Buying in retirement: cash, mortgage, or both

For buyers with the money to choose, the cash-versus-mortgage question is really a question about the withdrawal plan. Paying cash means no payment and no 6.55% interest, a guaranteed return no bond will match this year. But it converts a large pile of flexible money into a house you cannot spend, and getting it back out later means selling, or borrowing in your 70s. Carrying a mortgage keeps the portfolio intact but forces monthly withdrawals to feed the payment, and the Personal Finance Guide, Chapter 23, explains why forced selling in early bad-market years (sequence risk) does damage an average return never repairs.

There is a middle path, and Carlos and Elena walked it in Chapter 13: a normal down payment and mortgage to buy on their own schedule, then a $200,000 recast once the old house sold, cutting the payment to about $1,009 without touching their investment accounts in a down month. One more product exists here: the reverse-purchase loan (a HECM for purchase) lets buyers 62 and older buy with no monthly payment, with the loan repaid from the home's eventual sale.
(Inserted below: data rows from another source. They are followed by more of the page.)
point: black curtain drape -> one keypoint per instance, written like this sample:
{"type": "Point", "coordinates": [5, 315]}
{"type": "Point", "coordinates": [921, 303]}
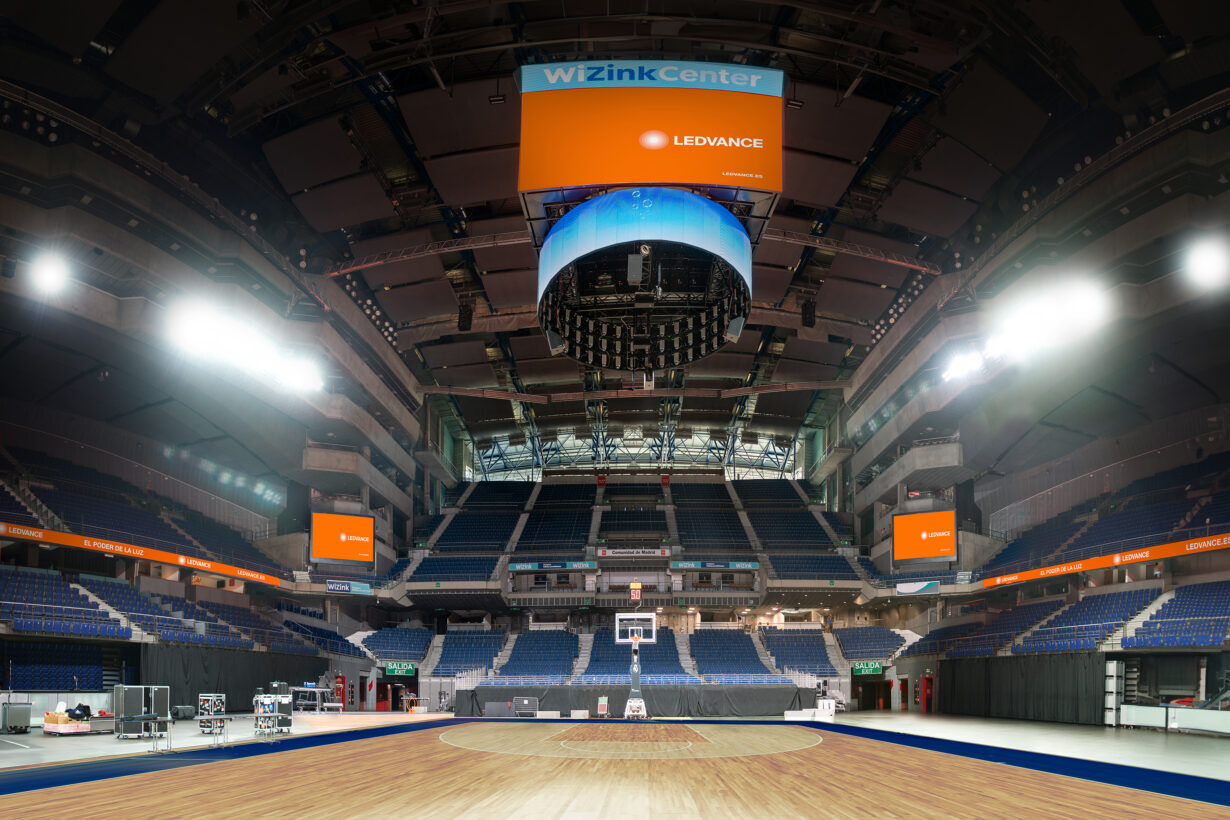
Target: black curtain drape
{"type": "Point", "coordinates": [661, 701]}
{"type": "Point", "coordinates": [234, 673]}
{"type": "Point", "coordinates": [1065, 687]}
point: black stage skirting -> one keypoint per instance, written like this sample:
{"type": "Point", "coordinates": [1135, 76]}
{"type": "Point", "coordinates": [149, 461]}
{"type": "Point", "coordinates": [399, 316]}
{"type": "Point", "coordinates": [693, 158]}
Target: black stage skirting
{"type": "Point", "coordinates": [661, 701]}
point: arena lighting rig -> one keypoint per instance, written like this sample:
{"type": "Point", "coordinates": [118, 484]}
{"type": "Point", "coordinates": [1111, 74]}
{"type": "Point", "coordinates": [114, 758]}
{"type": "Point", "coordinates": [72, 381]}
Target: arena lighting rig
{"type": "Point", "coordinates": [1036, 323]}
{"type": "Point", "coordinates": [646, 183]}
{"type": "Point", "coordinates": [209, 335]}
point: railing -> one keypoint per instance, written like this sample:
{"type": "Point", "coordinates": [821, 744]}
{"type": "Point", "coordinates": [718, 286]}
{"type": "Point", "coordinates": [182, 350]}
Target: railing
{"type": "Point", "coordinates": [60, 612]}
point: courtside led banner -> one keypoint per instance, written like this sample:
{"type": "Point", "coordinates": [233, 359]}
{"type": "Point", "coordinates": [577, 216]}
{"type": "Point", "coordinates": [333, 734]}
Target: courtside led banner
{"type": "Point", "coordinates": [925, 535]}
{"type": "Point", "coordinates": [638, 122]}
{"type": "Point", "coordinates": [342, 537]}
{"type": "Point", "coordinates": [132, 551]}
{"type": "Point", "coordinates": [1172, 550]}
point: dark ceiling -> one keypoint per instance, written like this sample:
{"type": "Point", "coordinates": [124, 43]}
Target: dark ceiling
{"type": "Point", "coordinates": [367, 126]}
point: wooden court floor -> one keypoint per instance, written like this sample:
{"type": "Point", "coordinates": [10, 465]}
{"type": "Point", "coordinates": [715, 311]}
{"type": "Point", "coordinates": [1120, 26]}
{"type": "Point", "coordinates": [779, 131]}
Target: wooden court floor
{"type": "Point", "coordinates": [593, 770]}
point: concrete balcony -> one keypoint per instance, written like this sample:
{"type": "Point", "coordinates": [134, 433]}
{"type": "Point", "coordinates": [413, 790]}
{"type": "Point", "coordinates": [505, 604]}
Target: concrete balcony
{"type": "Point", "coordinates": [833, 460]}
{"type": "Point", "coordinates": [347, 472]}
{"type": "Point", "coordinates": [925, 467]}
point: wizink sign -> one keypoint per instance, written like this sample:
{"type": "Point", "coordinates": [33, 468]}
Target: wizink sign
{"type": "Point", "coordinates": [651, 74]}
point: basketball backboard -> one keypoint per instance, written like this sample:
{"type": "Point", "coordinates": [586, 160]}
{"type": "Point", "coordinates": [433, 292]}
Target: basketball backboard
{"type": "Point", "coordinates": [632, 626]}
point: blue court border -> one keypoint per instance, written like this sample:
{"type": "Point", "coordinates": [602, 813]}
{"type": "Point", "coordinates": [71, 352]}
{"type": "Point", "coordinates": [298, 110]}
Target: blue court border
{"type": "Point", "coordinates": [1182, 786]}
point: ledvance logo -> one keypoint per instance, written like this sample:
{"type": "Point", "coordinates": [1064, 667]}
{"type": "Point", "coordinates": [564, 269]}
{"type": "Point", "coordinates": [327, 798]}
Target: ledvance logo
{"type": "Point", "coordinates": [654, 140]}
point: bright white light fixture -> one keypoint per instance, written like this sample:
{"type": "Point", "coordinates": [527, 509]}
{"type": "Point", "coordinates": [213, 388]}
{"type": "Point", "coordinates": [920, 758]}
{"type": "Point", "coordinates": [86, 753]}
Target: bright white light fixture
{"type": "Point", "coordinates": [962, 365]}
{"type": "Point", "coordinates": [1208, 263]}
{"type": "Point", "coordinates": [1047, 320]}
{"type": "Point", "coordinates": [203, 332]}
{"type": "Point", "coordinates": [49, 273]}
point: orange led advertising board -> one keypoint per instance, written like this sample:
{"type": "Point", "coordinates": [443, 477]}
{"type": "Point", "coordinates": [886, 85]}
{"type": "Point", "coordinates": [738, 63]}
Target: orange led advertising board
{"type": "Point", "coordinates": [1172, 550]}
{"type": "Point", "coordinates": [19, 531]}
{"type": "Point", "coordinates": [342, 537]}
{"type": "Point", "coordinates": [925, 535]}
{"type": "Point", "coordinates": [641, 122]}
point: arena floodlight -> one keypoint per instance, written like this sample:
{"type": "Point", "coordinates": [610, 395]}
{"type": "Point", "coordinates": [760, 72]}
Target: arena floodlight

It is complex and expensive enough that federally required counseling comes with it; bring your own fee-only advisor too.

In retirement, size the housing decision against the withdrawal plan, not the rate. Keep enough liquid that the house never forces you to sell investments in a bad year, and never spend reserve money to avoid a mortgage on principle.

Where people go wrong

  • Reading the unit and skipping the building. Condo buyers tour the kitchen and never open the reserve study that predicts the $15,000 assessment.
  • Taking the builder's credit without shopping it. An incentive that requires their lender is only worth its net cost against two outside Loan Estimates.
  • Co-buying on a handshake. Title form plus a co-ownership agreement costs hundreds now; untangling a handshake costs a friendship and a court date.
  • Maximizing write-offs right up to the application. Self-employed buyers often discover at pre-approval that their tax efficiency deleted their loan.

Key takeaways

  • A condo purchase is two purchases; the HOA's budget, reserve study, and minutes tell you whether the second one is solvent.
  • Builder lender incentives are real money only after they beat outside Loan Estimates, and new construction still needs your own phase inspections.
  • Co-buyers choose a title form (joint tenancy or tenants in common) and sign a co-ownership agreement with exit triggers and a buyout formula before closing, not after a fight.
  • Lenders qualify the self-employed on roughly two years of averaged net profit, so plan tax write-offs a year or two ahead of a purchase.
  • Remote buys run on your agent's camera, your inspector's eyes, and phone-verified wires; retirement buys are decided by the withdrawal plan, with the recast as the bridge between selling and settling.